Dry needling, sometimes referred to as western acupuncture, is an evidence based, brilliantly effective solution to musculoskeletal pain.
Before I attempt to convince you that this is the best thing since sliced bread, I do want to make it very clear that I am not referring to traditional Chinese medicine (TCM), acupuncture. TCM views the body in a different way from western medicine, and often uses acupuncture to treat a variety of systemic illnesses that fall way outside of a physio’s scope of practise.
Disclaimer out the way, lets have a look at why you should consider letting me stick needles in you.
So first of all, what is dry needling?
Dry needling is defined as
‘the insertion of a solid filament needle into trigger points’
Ok, that’s all well and good, we’ve all heard of them, but what actually are trigger points?
Myofascial trigger points are tender areas within muscles that often feel like a hard bump. When palpated they can hurt and cause referred pain to other areas. If left untreated they can cause your muscles to become very tight, potentially restricting your movement.

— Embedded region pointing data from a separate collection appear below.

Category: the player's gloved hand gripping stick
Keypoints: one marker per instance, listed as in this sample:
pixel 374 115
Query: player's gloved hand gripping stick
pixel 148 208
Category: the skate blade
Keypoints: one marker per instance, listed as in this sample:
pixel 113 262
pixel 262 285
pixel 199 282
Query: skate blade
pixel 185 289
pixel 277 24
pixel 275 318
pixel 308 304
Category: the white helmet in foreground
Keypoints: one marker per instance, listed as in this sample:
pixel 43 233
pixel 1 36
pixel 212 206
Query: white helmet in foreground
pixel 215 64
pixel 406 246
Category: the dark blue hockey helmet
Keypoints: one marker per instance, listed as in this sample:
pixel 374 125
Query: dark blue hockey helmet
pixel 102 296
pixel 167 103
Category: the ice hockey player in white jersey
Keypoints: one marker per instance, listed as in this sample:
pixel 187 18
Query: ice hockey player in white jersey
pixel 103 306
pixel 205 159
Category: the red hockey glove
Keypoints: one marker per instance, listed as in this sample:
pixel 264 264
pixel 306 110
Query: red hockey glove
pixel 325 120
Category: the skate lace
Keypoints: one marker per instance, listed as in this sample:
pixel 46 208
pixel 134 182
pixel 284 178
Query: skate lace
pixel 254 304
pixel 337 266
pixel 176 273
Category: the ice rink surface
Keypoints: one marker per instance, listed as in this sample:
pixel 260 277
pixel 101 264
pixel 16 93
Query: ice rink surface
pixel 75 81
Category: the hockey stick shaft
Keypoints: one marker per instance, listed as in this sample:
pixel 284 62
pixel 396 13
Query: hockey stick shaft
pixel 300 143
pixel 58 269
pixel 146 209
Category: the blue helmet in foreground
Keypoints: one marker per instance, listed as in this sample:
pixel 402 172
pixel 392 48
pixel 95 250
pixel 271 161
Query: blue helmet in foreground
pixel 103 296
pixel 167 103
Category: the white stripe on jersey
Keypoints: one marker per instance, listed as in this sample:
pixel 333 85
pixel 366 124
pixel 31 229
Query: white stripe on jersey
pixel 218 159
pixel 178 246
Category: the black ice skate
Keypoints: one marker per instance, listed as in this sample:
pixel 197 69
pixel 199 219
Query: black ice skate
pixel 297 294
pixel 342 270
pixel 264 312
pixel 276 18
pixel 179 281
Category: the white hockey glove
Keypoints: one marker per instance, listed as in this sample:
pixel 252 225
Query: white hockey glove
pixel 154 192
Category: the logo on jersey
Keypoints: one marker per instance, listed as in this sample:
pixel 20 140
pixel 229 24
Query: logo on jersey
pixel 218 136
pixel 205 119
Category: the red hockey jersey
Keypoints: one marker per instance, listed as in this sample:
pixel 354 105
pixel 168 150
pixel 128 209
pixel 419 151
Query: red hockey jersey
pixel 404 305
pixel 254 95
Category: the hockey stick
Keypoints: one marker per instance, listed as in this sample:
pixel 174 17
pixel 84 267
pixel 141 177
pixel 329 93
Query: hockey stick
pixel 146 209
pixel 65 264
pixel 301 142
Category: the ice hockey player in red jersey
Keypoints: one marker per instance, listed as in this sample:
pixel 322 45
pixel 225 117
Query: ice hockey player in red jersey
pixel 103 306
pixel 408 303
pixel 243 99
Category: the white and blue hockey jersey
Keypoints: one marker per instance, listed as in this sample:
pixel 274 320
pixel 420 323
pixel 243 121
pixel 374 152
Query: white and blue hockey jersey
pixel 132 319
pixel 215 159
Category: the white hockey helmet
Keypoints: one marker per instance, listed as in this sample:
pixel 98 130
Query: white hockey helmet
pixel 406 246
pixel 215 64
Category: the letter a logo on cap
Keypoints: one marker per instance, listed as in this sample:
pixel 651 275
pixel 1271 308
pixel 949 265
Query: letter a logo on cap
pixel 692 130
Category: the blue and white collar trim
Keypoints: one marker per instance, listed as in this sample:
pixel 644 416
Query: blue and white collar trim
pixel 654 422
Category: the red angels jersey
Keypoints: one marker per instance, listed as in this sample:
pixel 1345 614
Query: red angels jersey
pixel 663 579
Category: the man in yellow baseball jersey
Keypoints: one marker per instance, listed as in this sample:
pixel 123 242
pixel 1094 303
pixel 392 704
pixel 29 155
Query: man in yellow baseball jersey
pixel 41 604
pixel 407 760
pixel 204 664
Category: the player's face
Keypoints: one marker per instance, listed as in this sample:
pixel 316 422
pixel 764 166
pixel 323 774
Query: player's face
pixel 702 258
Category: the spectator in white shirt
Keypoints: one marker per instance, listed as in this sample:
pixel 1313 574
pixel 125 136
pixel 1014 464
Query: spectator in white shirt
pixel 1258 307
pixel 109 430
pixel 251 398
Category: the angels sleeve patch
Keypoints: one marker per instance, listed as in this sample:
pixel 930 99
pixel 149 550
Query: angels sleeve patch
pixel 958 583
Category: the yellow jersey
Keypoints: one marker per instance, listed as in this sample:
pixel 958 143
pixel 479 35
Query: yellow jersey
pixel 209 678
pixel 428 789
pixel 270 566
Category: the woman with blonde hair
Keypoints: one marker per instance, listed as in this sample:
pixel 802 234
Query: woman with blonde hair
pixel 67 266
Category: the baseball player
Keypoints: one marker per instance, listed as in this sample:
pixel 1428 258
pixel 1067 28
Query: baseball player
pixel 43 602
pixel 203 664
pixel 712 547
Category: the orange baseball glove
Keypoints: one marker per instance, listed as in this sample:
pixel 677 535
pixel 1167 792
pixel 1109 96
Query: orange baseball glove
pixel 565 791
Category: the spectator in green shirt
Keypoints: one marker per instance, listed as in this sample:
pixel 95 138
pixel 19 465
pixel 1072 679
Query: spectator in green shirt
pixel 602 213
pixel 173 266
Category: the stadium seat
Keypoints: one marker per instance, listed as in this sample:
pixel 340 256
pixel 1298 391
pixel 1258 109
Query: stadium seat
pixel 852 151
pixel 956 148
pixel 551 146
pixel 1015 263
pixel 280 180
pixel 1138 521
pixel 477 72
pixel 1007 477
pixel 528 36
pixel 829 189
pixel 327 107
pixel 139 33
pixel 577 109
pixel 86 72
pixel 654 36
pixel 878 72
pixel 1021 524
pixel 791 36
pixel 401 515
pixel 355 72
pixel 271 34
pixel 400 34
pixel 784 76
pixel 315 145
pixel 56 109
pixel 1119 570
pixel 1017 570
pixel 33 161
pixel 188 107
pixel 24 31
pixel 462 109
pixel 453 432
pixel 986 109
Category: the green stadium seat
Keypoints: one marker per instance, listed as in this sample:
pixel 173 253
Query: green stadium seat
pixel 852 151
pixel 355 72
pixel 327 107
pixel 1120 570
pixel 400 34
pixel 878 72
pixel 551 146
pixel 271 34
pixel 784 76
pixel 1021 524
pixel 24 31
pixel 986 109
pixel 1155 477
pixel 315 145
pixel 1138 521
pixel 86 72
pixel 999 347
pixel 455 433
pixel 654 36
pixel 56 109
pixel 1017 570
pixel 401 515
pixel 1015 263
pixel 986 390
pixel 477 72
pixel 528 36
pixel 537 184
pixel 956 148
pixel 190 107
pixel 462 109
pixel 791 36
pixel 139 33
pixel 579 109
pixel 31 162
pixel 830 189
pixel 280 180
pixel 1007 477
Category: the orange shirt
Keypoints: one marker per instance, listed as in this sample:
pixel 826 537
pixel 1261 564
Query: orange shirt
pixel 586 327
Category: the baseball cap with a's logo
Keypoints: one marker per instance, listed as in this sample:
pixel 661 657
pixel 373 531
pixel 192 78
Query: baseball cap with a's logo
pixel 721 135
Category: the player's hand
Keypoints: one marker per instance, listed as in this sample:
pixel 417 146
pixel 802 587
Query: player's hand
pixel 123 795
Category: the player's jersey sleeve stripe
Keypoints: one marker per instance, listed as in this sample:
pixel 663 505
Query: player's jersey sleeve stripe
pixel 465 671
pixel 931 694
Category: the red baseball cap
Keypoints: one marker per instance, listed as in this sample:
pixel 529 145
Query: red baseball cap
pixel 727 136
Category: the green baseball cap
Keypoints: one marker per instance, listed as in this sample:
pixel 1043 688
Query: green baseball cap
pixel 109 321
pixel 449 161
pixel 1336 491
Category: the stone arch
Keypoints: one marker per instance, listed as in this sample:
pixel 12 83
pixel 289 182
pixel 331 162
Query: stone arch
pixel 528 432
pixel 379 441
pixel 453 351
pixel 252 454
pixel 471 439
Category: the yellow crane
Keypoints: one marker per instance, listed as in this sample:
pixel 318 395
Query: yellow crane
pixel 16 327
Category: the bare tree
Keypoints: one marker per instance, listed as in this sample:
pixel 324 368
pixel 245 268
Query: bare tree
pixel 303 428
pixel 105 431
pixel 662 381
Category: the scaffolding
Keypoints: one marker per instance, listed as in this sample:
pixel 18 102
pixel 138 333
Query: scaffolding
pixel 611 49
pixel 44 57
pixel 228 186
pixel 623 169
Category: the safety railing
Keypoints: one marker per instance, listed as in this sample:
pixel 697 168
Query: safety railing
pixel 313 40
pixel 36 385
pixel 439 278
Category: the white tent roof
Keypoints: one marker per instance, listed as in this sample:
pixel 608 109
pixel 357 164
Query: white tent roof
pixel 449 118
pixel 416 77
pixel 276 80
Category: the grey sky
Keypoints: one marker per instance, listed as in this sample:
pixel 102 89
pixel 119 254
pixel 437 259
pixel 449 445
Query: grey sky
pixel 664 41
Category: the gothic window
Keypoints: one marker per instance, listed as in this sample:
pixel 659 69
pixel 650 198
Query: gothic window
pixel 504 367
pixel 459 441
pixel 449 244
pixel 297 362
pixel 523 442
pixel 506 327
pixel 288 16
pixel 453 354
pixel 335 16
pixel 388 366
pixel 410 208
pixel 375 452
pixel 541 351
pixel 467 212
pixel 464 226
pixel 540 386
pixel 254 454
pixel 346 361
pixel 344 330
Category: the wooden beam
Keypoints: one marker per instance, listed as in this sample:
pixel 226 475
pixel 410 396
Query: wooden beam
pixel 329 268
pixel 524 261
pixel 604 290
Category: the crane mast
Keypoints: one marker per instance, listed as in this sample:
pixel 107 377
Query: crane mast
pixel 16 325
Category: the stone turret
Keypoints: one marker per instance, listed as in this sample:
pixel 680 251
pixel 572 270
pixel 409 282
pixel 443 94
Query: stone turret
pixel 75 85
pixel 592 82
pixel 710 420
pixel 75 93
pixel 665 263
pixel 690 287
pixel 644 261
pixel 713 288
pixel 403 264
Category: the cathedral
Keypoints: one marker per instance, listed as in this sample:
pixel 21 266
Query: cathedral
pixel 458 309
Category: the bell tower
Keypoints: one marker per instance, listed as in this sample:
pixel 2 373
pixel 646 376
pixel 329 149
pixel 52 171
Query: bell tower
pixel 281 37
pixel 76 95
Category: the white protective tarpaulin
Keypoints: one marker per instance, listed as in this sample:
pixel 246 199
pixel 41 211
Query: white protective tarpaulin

What kind of conditions can dry needling help with?
Fortunately this treatment modality has a fairly sizable body of medical research behind it.
The most conclusive, high level body of evidence finds that dry needling is particularly effective for:
- Chronic lower back pain (2)
Slightly lower quality, yet still relevant studies support the use of dry needling for:
- Neck pain (4, 11)
- Shoulder pain (4, 10, 12)
- Knee osteoarthritis (8, 13)
- Migraines and tension type headaches (1, 5, 6, 9)
- Tight and/or painful muscles (3)
- Pain management (7)
So, how does it work?
Well I’ll be totally honest, no one is 100% sure…
While research has found the outcomes on patient recovery to be very positive, the exact mechanisms are not fully understood.
We do however know that dry needling:
- Stimulates vasodilation and increasing blood to flow to the area
- Alters the transmission of pain inducing nerve signals at the spinal cord
- Encourages the release of endorphins and other ‘happy’ brain chemicals
All of which can help reduce pain and help promote healing.
Now, the big question, does it hurt?
The honest answer? A little.
Most patients don’t feel the insertion of the needle itself, but the aim is to elicit what is known as a ‘local twitch response’, or muscle contraction which can vary in force.
This lasts for less than a second and can be described as anything from a little electrical shock to a cramp. These twitches are however desirable as they encourage all the good bio mechanical reactions described earlier.
As with anything, dry needling is not for everyone, however it can be really useful in reducing pain and speeding up recovery time. For more information or to give it a go please feel free to give me a shout or pop by our HongKong street clinic for a coffee and a chat.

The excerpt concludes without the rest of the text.